Real estate brokerage Compass grew quickly thanks to venture capital money and an aggressive agent recruiting plan. But the decade-old company has always bled cash, and now, as the financial markets take a turn for the ugly, may face a reckoning.
On Tuesday, New York-based Compass announced a “workforce reduction plan” laying off 10% of the company’s current employees, or “approximately 450 positions,” according to a filing with the Securities and Exchange Commission.
Compass estimates a $15-$16 million pre-tax charge in severance and termination benefits for the affected employees. Most of the affected employees will be notified later in the day, according to a source close to the company.
The company paused trading on the New York Stock Exchange Tuesday, multiple sources confirmed, but resumed it in the early afternoon.* Compass stock, which debuted at $20.15 per share in April 2021, was trading at $4.51 a share before trading stopped.
In response to questions about layoffs and halting of stock trading, a Compass spokesperson provided a written statement that read in part, “Due to the clear signals of slowing economic growth we’ve taken a number of measures to safeguard our business and reduce costs.”
Compass also Tuesday unveiled that it has shut down Modus Technologies, a Seattle-based company that Compass bought in October 2020, heralding its entry point into the title and escrow space.
“The shutdown of Modus is not a reflection of any plans to depart from the company’s commitment to title & escrow,” the filing reads. “The company continues to plan to offer these services in every market in which the company operates.”
In addition to the layoff and Modus shutdown, the explosive SEC filing also signals a “Transformation Plan” for Compass.
“The Transformation Plan is expected to include, but not be limited to, a series of actions such as a reduction in U.S. hiring and backfills resulting from attrition occurring both in the first half of 2022 and anticipated for the remainder of the year,” the filing reads.
The plan also includes “consolidating offices” and reducing related costs. Compass will make a subsequent SEC filing, the company states, in which it will specify just how many real estate leases it is seeking to get out of.
Additionally, Compass has planned a pause in its typically prolific merger and acquisition activity. And the company, famous for rolling into markets with high-profile agent hires from Los Angeles to Miami to Kansas City, will pause market expansion for the rest of the year.
Fueled by about $1.5 billion in venture capital money, including at least $450 million from Japan-based SoftBank, Compass has disrupted brokerage markets across the country, particularly in expensive locales New York City and San Francisco. The company’s growth trajectory has been so rapid that it eclipsed long-established brokerage conglomerate Realogy in 2021’s RealTrend rankings of the top 500 U.S. brokerages by sales volume.

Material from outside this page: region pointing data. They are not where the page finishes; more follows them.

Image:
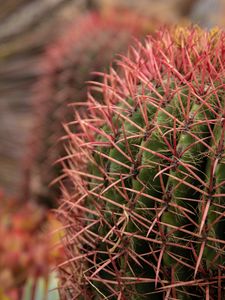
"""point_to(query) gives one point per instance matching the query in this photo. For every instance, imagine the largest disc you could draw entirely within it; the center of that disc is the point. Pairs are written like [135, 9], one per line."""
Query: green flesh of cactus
[87, 45]
[151, 206]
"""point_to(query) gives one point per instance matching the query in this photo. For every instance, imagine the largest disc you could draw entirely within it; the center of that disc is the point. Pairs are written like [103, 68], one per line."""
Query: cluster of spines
[147, 175]
[88, 45]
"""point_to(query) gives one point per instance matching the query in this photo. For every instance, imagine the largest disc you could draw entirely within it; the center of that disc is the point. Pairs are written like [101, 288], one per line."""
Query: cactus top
[146, 201]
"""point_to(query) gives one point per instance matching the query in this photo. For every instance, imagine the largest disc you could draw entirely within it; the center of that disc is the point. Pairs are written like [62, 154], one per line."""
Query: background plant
[87, 45]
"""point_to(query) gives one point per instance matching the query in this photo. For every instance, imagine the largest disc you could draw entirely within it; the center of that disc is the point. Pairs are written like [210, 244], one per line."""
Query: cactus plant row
[87, 45]
[145, 204]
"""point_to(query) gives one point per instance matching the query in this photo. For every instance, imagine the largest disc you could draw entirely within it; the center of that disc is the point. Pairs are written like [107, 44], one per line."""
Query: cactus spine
[145, 210]
[88, 45]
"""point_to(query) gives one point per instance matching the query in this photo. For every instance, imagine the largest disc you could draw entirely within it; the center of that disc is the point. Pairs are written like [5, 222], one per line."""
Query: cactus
[29, 250]
[144, 209]
[88, 45]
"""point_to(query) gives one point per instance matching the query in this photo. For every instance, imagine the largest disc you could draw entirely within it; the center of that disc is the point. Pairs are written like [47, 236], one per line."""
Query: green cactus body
[88, 45]
[150, 200]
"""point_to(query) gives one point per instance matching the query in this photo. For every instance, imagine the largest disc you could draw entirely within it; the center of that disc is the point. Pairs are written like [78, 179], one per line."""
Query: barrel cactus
[87, 45]
[145, 208]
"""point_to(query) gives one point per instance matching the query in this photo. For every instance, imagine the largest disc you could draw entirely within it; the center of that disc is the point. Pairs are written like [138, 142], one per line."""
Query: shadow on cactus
[145, 209]
[88, 45]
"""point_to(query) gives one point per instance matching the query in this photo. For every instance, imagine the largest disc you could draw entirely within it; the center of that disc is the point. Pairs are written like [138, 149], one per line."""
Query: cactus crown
[145, 210]
[88, 45]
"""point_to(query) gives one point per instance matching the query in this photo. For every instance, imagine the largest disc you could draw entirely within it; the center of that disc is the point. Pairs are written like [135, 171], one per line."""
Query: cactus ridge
[145, 212]
[88, 44]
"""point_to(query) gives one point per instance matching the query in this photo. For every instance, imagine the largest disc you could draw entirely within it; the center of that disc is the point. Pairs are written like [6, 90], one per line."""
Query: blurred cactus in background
[28, 250]
[88, 45]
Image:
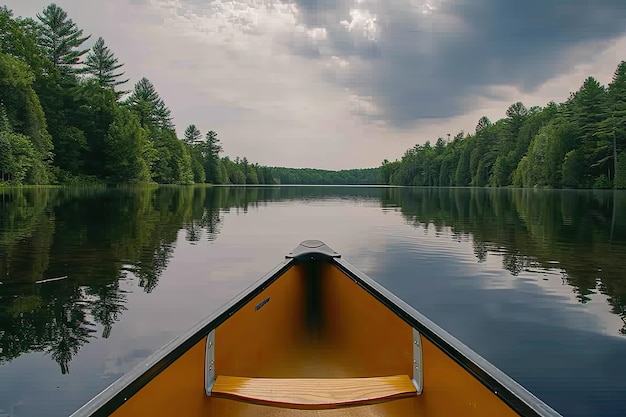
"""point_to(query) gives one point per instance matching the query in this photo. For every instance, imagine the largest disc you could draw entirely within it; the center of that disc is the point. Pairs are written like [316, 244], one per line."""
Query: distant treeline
[577, 144]
[66, 119]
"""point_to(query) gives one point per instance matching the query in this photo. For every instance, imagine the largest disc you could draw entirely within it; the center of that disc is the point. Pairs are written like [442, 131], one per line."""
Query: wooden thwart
[308, 393]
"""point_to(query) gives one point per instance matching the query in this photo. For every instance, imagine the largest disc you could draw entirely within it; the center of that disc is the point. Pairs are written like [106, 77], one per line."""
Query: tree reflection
[584, 232]
[99, 238]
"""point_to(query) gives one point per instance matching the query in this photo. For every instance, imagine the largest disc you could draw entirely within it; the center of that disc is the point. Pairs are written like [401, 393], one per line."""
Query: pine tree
[60, 39]
[149, 107]
[192, 135]
[101, 63]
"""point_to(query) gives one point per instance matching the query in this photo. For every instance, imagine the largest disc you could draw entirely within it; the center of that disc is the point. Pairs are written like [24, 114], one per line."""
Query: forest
[580, 143]
[67, 117]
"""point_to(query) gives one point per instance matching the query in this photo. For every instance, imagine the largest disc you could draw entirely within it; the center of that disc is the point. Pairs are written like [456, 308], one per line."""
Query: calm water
[535, 281]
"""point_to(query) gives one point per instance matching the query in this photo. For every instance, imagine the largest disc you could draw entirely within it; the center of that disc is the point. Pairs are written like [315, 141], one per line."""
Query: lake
[533, 280]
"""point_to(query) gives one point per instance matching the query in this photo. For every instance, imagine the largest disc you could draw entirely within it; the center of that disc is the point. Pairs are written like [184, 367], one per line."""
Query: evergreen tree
[61, 39]
[101, 63]
[192, 135]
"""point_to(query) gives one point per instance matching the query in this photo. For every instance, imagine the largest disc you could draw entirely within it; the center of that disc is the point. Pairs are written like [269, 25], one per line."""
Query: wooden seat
[313, 393]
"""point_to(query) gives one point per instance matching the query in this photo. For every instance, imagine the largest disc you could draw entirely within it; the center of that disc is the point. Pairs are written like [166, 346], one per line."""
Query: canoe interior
[314, 322]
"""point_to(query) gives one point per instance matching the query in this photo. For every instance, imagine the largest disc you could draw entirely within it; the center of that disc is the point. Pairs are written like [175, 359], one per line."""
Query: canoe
[315, 337]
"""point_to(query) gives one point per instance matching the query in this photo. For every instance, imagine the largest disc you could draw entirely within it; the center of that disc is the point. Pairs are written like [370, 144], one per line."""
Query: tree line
[580, 143]
[66, 118]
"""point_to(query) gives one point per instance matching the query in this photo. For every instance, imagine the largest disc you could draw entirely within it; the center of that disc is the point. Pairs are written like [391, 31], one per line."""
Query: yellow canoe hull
[316, 337]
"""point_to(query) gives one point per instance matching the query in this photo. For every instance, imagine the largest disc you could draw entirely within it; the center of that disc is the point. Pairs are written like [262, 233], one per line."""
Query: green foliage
[620, 177]
[17, 155]
[149, 107]
[126, 146]
[60, 38]
[192, 135]
[101, 63]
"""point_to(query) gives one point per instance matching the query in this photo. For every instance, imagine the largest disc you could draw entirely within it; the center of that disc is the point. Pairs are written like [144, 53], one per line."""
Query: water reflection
[94, 239]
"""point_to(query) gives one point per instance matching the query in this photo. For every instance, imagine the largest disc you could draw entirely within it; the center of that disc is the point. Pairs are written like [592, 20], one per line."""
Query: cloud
[351, 81]
[425, 58]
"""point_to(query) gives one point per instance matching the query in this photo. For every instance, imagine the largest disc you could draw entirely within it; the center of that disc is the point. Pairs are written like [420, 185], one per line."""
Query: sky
[337, 84]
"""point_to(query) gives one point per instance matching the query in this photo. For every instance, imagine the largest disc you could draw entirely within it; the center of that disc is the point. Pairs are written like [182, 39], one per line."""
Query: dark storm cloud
[428, 65]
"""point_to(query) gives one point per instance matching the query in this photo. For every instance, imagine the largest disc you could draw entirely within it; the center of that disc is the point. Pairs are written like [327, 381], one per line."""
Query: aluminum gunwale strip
[112, 397]
[511, 392]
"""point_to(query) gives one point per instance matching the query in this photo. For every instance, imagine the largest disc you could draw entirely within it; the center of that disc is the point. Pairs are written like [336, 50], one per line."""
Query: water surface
[535, 281]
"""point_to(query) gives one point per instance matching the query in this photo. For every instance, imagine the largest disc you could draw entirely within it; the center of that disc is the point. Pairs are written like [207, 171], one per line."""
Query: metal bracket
[209, 363]
[418, 374]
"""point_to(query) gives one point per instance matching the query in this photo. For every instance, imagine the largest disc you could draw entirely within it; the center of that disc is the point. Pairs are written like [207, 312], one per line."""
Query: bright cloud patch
[362, 21]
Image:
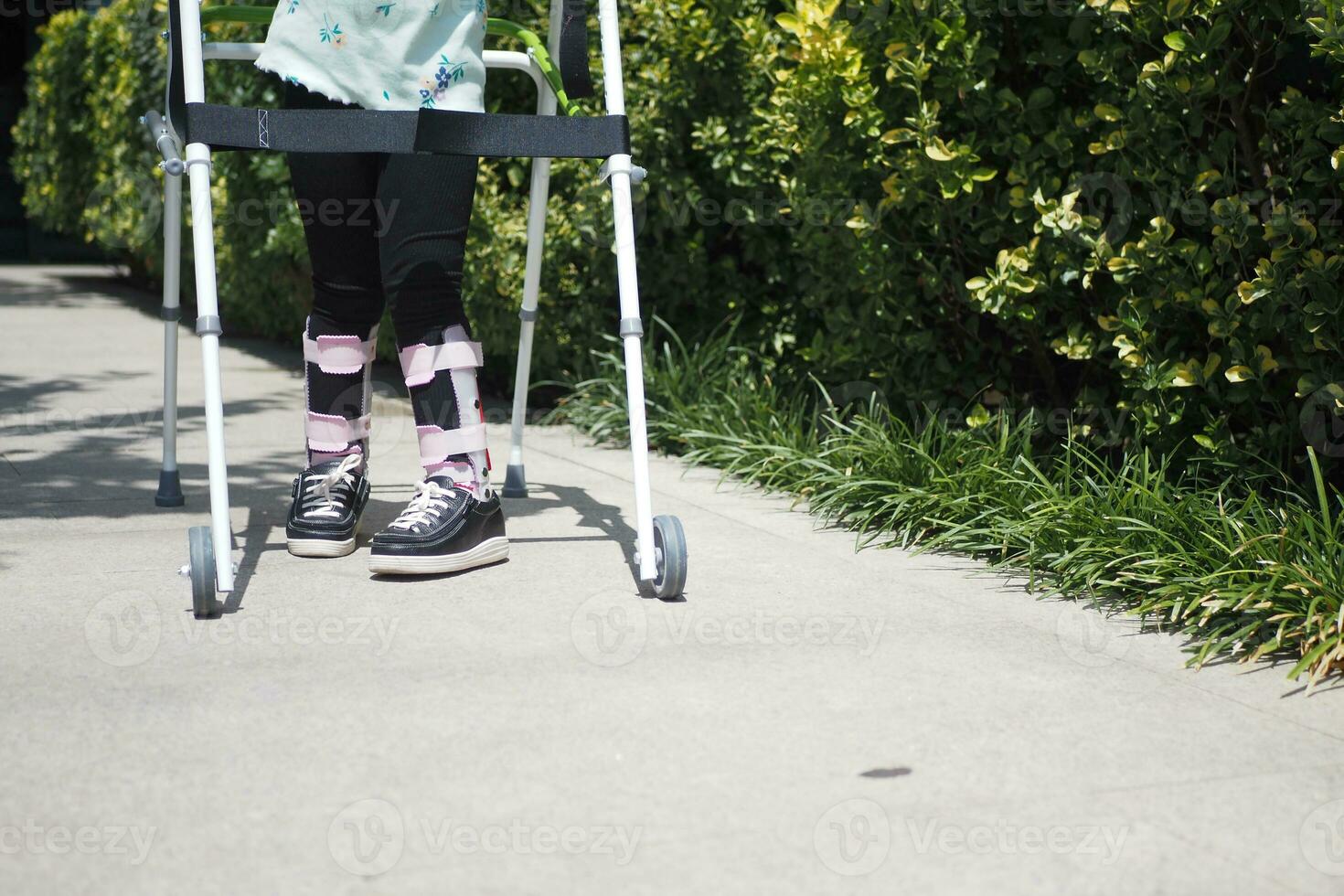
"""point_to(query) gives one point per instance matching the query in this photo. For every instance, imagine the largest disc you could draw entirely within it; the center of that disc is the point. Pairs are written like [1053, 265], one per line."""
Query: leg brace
[331, 435]
[461, 359]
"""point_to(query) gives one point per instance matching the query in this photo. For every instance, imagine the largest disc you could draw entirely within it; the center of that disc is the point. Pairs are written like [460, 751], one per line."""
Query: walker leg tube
[515, 481]
[632, 341]
[208, 298]
[620, 168]
[169, 481]
[208, 325]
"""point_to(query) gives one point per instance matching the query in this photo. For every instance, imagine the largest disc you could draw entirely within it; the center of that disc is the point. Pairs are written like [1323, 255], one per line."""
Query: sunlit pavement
[808, 720]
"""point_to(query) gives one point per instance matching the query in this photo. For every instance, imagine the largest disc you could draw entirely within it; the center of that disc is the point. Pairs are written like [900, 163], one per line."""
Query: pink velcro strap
[421, 361]
[337, 354]
[437, 445]
[334, 434]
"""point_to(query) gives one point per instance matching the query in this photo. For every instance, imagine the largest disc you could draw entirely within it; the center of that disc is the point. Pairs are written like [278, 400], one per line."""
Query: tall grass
[1243, 569]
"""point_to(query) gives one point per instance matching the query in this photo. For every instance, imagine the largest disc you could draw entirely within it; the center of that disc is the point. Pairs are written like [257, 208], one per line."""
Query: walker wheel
[669, 549]
[202, 554]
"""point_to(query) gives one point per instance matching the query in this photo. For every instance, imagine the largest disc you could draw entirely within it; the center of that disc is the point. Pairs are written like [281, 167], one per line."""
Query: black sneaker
[446, 528]
[325, 517]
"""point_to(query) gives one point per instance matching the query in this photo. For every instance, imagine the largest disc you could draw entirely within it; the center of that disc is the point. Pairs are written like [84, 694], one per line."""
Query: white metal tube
[208, 298]
[172, 300]
[233, 51]
[538, 199]
[629, 286]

However, Compass’s growth has come amid widespread skepticism that it lacks a plan toward profitability. The company has freely spent not just on signing bonuses and fat commissions for agents but other features like brick and mortar office space, that brokerages are increasingly doing away with.
Compass lost $494 million in 2021, and $188 million in the first quarter alone of 2022. The company also announced in May that Kristen Ankerbrandt, the Chief Financial Officer who shepherded Compass to an IPO, would resign in September. Compass has not named a replacement.
*UPDATE June 14, 2022: This piece was updated to reflect Compass stock resumed trading Tuesday after a 46-minute pause.